Wiperware had infected computers on the Romanian border, according to people familiar with the matter, causing confusion among hundreds of thousands of Ukrainians seeking asylum from the country.

Since Russia's invasion of Ukraine began, Ukraine has been subjected to various cyber attacks, and at about the same time as the invasion began, Ukrainian government-related sites were attacked by DDoS. After detecting this attack, the top secret team has applied for a budget for security protection from the government, and the government funding will be approved in just a few hours. Within eight hours of the request of the top secret team, Fortinet's security software was installed on the Ukrainian government's server, successfully protecting the Ukrainian government's website from DDoS attacks.
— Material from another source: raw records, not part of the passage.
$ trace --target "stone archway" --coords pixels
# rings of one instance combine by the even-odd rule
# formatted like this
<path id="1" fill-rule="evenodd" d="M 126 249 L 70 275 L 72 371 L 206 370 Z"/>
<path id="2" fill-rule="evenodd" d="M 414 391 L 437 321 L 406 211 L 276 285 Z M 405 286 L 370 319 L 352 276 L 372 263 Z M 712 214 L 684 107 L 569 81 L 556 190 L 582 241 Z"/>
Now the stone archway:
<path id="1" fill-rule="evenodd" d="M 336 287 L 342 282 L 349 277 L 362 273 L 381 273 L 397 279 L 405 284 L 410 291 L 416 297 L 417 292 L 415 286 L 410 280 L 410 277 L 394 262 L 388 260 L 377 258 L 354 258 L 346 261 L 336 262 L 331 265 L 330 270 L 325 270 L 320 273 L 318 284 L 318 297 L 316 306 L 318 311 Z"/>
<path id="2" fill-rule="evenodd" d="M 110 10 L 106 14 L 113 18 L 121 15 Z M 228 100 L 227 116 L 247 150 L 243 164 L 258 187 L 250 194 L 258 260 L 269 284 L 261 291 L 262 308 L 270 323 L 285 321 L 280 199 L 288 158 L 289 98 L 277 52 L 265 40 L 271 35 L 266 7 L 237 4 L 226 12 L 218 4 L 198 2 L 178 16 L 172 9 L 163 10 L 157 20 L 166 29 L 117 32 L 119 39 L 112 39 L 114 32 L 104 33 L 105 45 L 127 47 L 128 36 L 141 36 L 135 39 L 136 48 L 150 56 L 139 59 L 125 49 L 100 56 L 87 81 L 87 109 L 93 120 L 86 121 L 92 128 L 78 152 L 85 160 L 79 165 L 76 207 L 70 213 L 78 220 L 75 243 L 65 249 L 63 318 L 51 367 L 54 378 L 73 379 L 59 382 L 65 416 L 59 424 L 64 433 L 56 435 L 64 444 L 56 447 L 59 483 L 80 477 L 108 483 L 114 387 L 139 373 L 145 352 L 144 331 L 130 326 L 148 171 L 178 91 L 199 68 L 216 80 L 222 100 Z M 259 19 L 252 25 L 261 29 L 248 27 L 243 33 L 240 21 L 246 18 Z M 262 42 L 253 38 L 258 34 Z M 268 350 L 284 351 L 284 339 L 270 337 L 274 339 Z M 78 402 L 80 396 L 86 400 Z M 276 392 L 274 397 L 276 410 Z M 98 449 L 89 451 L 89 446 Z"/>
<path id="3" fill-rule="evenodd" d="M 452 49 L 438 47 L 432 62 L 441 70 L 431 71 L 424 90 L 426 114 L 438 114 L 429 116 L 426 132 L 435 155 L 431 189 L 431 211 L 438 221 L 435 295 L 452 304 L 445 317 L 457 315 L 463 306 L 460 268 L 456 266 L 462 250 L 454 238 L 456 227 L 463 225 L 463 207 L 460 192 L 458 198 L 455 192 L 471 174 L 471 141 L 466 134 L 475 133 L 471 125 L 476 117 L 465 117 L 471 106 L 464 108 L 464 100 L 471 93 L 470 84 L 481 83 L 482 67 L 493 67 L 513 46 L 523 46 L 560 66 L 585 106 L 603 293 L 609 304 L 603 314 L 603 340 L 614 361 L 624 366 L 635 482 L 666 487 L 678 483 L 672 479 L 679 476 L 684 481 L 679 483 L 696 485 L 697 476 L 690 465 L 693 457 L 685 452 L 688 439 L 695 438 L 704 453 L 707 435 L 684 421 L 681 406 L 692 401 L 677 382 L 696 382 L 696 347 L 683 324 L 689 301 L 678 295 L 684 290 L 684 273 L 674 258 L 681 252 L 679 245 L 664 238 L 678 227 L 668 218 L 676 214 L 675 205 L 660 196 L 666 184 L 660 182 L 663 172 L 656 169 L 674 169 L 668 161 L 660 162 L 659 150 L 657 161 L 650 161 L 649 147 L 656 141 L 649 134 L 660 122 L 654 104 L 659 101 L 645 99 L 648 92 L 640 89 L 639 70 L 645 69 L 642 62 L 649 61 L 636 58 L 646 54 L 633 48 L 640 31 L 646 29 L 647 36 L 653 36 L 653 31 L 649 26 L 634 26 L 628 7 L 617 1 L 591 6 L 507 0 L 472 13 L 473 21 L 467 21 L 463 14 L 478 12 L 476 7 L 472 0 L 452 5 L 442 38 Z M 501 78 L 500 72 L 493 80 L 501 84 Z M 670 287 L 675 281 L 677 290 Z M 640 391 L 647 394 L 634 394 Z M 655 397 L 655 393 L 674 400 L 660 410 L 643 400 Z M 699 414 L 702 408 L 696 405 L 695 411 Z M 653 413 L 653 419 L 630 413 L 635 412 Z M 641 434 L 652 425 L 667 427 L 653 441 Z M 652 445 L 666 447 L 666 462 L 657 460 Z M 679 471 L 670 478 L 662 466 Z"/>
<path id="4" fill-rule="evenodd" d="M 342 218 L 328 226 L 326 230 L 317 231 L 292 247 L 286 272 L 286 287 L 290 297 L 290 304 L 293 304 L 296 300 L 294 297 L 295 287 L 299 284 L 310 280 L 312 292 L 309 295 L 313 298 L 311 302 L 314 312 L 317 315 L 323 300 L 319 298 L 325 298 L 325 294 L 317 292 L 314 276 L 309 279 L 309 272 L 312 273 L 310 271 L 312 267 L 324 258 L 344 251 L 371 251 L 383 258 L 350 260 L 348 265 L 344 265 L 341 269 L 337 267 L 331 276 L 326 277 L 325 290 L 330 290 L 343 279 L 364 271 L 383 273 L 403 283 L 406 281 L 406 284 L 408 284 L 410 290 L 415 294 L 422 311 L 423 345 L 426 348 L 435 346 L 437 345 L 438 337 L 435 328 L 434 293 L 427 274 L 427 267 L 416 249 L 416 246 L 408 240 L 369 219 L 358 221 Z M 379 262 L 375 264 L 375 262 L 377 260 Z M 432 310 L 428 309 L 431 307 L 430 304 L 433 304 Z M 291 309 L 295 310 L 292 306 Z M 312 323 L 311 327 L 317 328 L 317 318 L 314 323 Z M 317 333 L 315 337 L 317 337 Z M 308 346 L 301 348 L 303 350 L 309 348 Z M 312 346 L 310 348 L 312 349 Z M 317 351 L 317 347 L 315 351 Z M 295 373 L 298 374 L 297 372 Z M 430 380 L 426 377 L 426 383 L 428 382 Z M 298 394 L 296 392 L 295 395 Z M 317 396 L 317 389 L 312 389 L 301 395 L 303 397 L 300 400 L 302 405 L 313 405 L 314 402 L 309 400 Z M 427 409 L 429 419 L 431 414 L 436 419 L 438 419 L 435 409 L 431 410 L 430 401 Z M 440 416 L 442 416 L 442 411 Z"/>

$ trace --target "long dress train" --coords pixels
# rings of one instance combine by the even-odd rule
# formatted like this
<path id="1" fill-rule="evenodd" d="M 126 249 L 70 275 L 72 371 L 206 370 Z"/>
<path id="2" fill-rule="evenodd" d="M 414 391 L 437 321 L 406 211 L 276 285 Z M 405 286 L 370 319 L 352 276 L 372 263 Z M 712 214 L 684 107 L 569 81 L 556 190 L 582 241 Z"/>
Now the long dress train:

DDoS attack on Ukrainian government site and new malware discovering data deletion on hundreds of Ukrainian machines-GIGAZINE

A European official who attended the NATO meeting said, 'Ukraine's cybersecurity has proved to be resilient,' after receiving a report from a top-secret US team. As for why Ukraine has succeeded in preventing Russia's cyberattacks, he said, 'just as Russia underestimates Ukraine on the battlefield, it underestimates the US top secret team in the field of cybersecurity. Because I am. '

In addition, officials have pointed out that Russia has been repeating poor acts in the field of cyber security, for example, a Russian commander dispatched to the front line said, 'In encrypted military mobile phones. Instead, they use a general mobile phone to piggyback on the Ukrainian network to communicate. ' It seems that the Ukrainian side is intercepting this communication, and there are voices from the people concerned that 'a lot of data can be obtained from the communication of the mobile phone regardless of whether the encryption application is used'. It is listed.

In addition, Ukraine seems to be blocking communication by shutting out the mobile phone used by the Russian army from the network at a military important timing. Therefore, it has been confirmed that Russian soldiers are collecting SIM cards by seizing mobile phones from Ukrainians and attacking mobile shops.